Wednesday, March 24, 2010

Wee, sleekit, cowrin, tim'rous beastie

I see our resident mice have invaded the toaster, and one shot out from the open bread bin the other morning, leaping like a sky-diver from the bench to the ground below, and doing the most amazing twist to land on its feet. I feel if we don't do something, we'll end up like my friend Sandra's house where two mice were observed wrestling a Tux dog biscuit down the side of the dishwasher. The critical thing being that no-one in this animal-loving, vegetarian household reacted in the way you'd expect - no shrieking, no traps, no brooms to chase it away.

Bingo the dog lifted an eyebrow and went back to sleep, and one of the children checked his bowl to see there was enough left for him.

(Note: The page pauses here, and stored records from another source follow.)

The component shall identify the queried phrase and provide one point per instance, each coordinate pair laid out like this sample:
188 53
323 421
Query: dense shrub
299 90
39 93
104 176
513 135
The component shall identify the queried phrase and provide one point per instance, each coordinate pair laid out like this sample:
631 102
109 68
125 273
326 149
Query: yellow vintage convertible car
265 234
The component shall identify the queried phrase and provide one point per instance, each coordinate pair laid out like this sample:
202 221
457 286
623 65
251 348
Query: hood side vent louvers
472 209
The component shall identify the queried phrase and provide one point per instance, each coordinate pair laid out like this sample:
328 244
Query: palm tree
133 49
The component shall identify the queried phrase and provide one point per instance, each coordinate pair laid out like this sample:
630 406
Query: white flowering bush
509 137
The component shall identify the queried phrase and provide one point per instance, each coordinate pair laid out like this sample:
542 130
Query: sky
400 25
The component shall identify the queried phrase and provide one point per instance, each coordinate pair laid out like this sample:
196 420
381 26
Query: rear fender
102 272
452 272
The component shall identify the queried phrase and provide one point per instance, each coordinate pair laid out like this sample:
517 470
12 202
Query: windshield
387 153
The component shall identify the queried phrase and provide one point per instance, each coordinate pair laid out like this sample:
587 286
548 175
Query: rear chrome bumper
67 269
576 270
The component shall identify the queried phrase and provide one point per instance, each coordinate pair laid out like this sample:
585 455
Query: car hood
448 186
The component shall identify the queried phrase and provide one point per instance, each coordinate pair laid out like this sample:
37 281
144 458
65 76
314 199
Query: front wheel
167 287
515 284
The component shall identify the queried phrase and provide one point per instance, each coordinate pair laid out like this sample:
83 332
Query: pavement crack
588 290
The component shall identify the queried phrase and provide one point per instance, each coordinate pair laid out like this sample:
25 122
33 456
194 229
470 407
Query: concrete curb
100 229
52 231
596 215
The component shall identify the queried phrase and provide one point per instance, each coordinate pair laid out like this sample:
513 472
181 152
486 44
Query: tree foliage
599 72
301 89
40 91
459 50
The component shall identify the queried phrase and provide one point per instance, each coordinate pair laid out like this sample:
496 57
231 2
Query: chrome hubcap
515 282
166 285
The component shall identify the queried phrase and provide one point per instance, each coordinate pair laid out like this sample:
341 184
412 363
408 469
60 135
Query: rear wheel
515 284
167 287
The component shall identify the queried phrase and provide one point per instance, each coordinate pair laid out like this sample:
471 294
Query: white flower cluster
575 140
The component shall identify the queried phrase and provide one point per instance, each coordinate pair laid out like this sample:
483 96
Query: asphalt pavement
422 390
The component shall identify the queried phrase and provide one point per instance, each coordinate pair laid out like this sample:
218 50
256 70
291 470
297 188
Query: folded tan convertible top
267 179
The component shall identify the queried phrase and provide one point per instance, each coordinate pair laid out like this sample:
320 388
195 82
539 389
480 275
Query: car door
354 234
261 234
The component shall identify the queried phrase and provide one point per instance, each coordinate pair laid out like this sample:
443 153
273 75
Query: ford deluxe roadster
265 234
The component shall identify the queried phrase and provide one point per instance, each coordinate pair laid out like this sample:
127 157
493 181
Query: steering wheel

So what to do? It's a fine balancing act between being kind to timorous animals and being infested by Disney-type rodents with muscles and no fear. I hate the snap of the trap in the night, and perhaps a squeal, or worse, the sound of the panicked knocking on the ground as the mouse tries to free itself. Last time I used a trap - two years ago? - I was woken by the *snap* and then kept awake by the deep silence. In the morning, I found the trap empty.  My son explained two days later that 'it was okay', he'd released the mouse because it wasn't dead.

Which leads me to this lovely reading of Robbie Burns' To A Mouse. I'd forgotten the way this poem moves from the little mouse disturbed in a field through to the way the best laid plans of mice and men often go awry ....  It is marvellous for its tenderness for all that is mortal, all the struggles, all that feels pain and fear, and it isn't lofty or grand at all, just a man musing in a field, with a frightened mouse, displaying - in his feeling for this creature - his humanity and his own (greater?) fear of mortality. A downer ending, though, not your carpe diem sort of poem.

Still, I get the feeling I'd better just keep on closing the bread bin and put a cover over the toaster. Not even sure where the trap is anyway.



The best laid schemes o' mice an' men
Gang aft agley,
An' lea'e us nought but grief an' pain,
For promis'd joy!

Still thou are blest, compared wi' me!
The present only toucheth thee:
But och! I backward cast my e'e,
On prospects drear!
An' forward, tho' I canna see,
I guess an' fear!

5 comments:

Fifi Colston said...

I love the image of the mice with dog biscuit, I immediately want to draw them! Our cat does a better job of bringing them in than chasing them out but they are usually half a mouse by the time we find them (the last one between the couch cushions. Eurk..
Always loved the Burns ode;I hope you are less invaded soon!

Gondal-girl said...

I am typing this while standing on - top of desk - am impressed of your rodent tolerance - they scare the pants off me - so small, so many - saw a plague of them once, horrifying

Keri h said...

Mice schmice- rats invading are where you have problems. (Rats are intelligent - mice aint.)

Get some Ridkill- worries soon over.

The mouse Burns was talking about was a dormouse - which dont occur in ANZ.

FFS get the the correct being before reefing on about it-Mary, I like your work but this was just -whacko-

Mary McCallum said...

Hmm. A plague of mice now that's something else. I'd probably get the Ridkill out then, GG. Or get a cat (thanks Fifi). We've had bush rats in the walls of the house, Keri, and 'lived' with them despite the rustlings, content that they were contained. Until my brother-in-law came to stay, and reading in the living room late one night, watched a rat saunter in and eye him up. After that, we got the rat catcher in. Thanks for the heads up on the dormouse, Keri, but the poem still stands I think as a paean to a small frightened creature and its mortality, and our role in that as humans, and our own fear and our own mortality....

NZBookgirl said...

A mouse was found electrocuted and slightly cooked in our toaster - after my husband had eaten his breakfast (tea and toast) and left for work. I wondered what the strange smell in the kitchen was.